Barack Obama attended games and filled out an annual college basketball prediction bracket, but his relationship with sports seemed driven by passionate fandom more than political calculation. Trump sees sports as a vehicle with a value that goes far beyond photo opportunities with celebrities.
'The infusion of sports culture and politics is a way that Donald Trump can demonstrate wins,' Rottinghaus adds. 'It's one thing to eliminate DEI at agencies in government that most people have never heard of, it's another to get the NFL and individual teams to change the way that they message their product. That's a different kind of win that's really the kind of thing that his supporters want.'
Trump's fractious relationship with the NFL predates the anthem controversy. Long a frustrated wannabe team owner, he made a failed attempt to buy the Buffalo Bills in 2014 in what turned into a fierce rivalry with a bid spearheaded by Jon Bon Jovi. And as the owner of the New Jersey Generals, a team in the defunct United States Football League, he led an ill-fated anti-trust lawsuit against the NFL in 1986 with the aim of forcing a merger. But he was feted by fans on a visit to a Pittsburgh Steelers game last October, while in his previous term as president he named the co-owner of the New York Jets, Woody Johnson, as ambassador to the UK.

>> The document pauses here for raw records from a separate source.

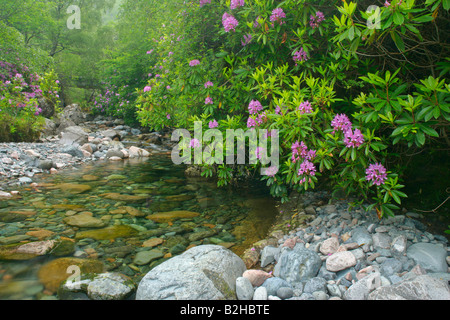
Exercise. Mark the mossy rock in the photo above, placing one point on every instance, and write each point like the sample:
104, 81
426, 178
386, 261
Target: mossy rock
52, 274
113, 232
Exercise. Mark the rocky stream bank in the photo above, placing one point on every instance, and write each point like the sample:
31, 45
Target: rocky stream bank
318, 249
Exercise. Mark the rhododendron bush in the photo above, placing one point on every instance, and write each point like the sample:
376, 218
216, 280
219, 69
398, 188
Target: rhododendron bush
345, 85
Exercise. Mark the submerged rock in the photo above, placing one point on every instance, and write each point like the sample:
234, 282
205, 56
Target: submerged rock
172, 215
113, 232
52, 274
206, 272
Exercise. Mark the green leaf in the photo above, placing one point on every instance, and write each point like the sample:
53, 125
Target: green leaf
398, 41
398, 18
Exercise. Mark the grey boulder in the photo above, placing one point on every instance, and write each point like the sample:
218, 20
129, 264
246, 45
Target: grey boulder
205, 272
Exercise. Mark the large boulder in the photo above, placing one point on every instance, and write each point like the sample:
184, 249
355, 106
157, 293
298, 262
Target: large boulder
297, 264
74, 135
69, 117
422, 287
206, 272
429, 256
47, 107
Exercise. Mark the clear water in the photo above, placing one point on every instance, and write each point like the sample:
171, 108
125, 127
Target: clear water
233, 217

The Republican wrote on Friday that it 'WILL BE A GREAT GAME!!!' However, the state of relative calm between Trump and the NFL might be contingent on the musical entertainment and whether the Chiefs win their third successive title. The half-time show is not usually overtly political but this year it is headlined by the rapper Kendrick Lamar, whose 2015 track Alright was adopted by Black Lives Matter demonstrators. In 2017 he rapped: 'Donald Trump is a chump'.
Trump, meanwhile, hailed the Chiefs on social media after their AFC Championship Game victory over the Bills a fortnight ago: 'Congratulations to the Kansas City Chiefs. What a GREAT Team, Coach, Quarterback, and virtually everything else, including those fantastic FANS, that voted for me (MAGA!) in record numbers.'
He also praised the Bills. But there was no mention of the Eagles thrashing the Washington Commanders earlier in the day. Philadelphia won the Super Bowl in 2018. That year Trump scrapped their invitation to the White House - an honor habitually afforded to the victorious team - after it became clear that almost none of the players or staff were willing to attend as a result of his divisive conduct. Last year Trump depicted the heavily-Democratic city as a crime-ravaged dystopia. Another Philadelphia victory might re-ignite hostilities and explode what appears to be an uneasy truce – or else offer more evidence that the sporting climate has shifted from resistance to acceptance.